= Emmanuel Kasarhérou =

Emmanuel Kasarhérou (b. 1960) is the curator of Musée du quai Branly – Jacques Chirac, located in Paris, France. He is the first Kanak person to head a major museum in mainland France. He is the former head of the Jean-Marie Tjibaou Cultural Centre in New Caledonia. He specializes in the art of New Caledonia and Oceanic cultures.

== Early life ==
In 1960, Emmanuel Kasarhérou was born in Noumea, New Caledonia. His father, who was of Kanak descent, worked as a tailor; he had traveled to Paris to learn his craft. His mother, Jacqueline de La Fontinelle, was originally from France. She was a linguist who specialized in the Houailou language. As a child, Emmanuel saw himself as Indiana Jones, and he was passionate about prehistory. He received training from José Garanger, an oceanic archaeologist, with whom he participated in archaeological excavations.

== Career ==
In 1985, when Kasarhérou was 25 years old, he became the director of Musée de la Nouvelle-Calédonie (Museum of New Caledonia). At the time, New Caledonia was in the midst of a civil war. In 1990, Kasarhérou and Roger Bouley were co-curators of an exhibition of Kanak artwork at the museum.

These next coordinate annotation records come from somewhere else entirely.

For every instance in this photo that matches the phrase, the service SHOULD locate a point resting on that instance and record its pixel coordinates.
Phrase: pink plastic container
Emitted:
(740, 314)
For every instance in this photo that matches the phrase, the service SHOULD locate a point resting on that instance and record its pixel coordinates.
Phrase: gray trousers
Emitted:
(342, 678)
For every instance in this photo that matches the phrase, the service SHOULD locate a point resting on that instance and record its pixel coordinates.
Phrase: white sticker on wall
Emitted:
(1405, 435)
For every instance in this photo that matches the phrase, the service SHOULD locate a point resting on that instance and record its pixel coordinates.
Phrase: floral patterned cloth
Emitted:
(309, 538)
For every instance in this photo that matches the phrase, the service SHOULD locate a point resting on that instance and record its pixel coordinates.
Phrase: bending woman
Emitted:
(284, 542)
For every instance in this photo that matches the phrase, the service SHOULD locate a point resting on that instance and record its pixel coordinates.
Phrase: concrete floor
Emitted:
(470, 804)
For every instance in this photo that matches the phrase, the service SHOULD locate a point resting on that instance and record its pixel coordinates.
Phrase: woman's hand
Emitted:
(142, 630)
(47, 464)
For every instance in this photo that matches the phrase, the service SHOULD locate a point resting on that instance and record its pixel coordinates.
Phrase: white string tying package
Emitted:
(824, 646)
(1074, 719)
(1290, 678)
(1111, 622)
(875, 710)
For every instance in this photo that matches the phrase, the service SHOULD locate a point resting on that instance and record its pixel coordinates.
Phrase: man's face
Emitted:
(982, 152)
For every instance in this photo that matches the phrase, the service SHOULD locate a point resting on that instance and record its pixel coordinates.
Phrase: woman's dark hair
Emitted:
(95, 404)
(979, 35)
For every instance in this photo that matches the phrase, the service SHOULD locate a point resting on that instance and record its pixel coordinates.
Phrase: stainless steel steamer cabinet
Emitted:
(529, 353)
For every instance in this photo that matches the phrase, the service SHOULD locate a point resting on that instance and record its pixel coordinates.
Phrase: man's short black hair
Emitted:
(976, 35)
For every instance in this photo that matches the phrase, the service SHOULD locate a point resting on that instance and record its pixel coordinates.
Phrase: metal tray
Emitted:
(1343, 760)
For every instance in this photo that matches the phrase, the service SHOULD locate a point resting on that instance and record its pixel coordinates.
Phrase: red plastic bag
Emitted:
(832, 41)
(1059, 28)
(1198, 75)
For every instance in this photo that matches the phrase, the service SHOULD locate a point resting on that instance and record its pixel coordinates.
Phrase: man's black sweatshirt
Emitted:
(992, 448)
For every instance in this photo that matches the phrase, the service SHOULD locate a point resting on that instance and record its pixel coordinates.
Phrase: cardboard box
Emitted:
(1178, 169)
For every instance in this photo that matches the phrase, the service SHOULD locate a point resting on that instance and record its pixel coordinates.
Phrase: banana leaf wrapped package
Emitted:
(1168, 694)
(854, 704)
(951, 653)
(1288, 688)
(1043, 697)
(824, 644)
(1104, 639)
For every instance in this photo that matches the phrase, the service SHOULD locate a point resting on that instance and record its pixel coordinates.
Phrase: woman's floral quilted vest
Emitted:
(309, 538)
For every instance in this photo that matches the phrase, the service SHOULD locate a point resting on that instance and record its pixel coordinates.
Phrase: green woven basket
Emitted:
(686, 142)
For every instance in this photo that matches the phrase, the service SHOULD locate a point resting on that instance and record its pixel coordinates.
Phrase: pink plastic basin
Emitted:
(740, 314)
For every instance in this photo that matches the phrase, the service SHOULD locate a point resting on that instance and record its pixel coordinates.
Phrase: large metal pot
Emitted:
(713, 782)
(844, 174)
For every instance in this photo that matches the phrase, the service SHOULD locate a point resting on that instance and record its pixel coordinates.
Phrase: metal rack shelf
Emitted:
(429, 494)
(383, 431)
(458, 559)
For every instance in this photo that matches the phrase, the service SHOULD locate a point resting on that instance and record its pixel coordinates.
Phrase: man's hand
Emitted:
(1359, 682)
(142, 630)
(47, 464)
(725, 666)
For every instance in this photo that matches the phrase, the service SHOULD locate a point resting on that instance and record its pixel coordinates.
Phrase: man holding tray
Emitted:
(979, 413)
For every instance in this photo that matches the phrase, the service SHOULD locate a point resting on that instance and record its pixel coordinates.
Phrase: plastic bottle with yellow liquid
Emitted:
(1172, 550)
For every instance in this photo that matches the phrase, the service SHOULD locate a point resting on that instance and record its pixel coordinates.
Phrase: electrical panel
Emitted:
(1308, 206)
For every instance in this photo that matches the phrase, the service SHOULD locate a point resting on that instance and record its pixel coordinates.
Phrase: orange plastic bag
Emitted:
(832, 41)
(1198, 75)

In 1994, he became involved with the development of the Tjibaou Cultural Center. The center was named after Jean-Marie Tjibaou, the founder of the Kanak and Socialist National Liberation Front (FLNKS), who had been assassinated in 1989.

In 2013, Kasarhérou and Broulay co-curated “Kanak, art is a Statement" at Musée du Quai Branly – Jacques Chirac. He became an assistant director of the museum in 2014. In 2020, it was announced that Kasarhérou would be the new head of Musée du Quai Branly – Jacques Chirac. As director, Kasarhérou shared that he wanted to acknowledge the colonial history and context of the museum.
== Views ==
Kasarhérou has spoken of his perspective as someone of both French and Kanak descent. He explained, "I feel as much the descendant of people who were colonizers of a certain place as of people who were colonized." He has discussed the lack of indigenous perspective in the display of their art. He has remarked, "You should not imagine that just by putting our objects in your museums you're letting us be the ones to speak about them."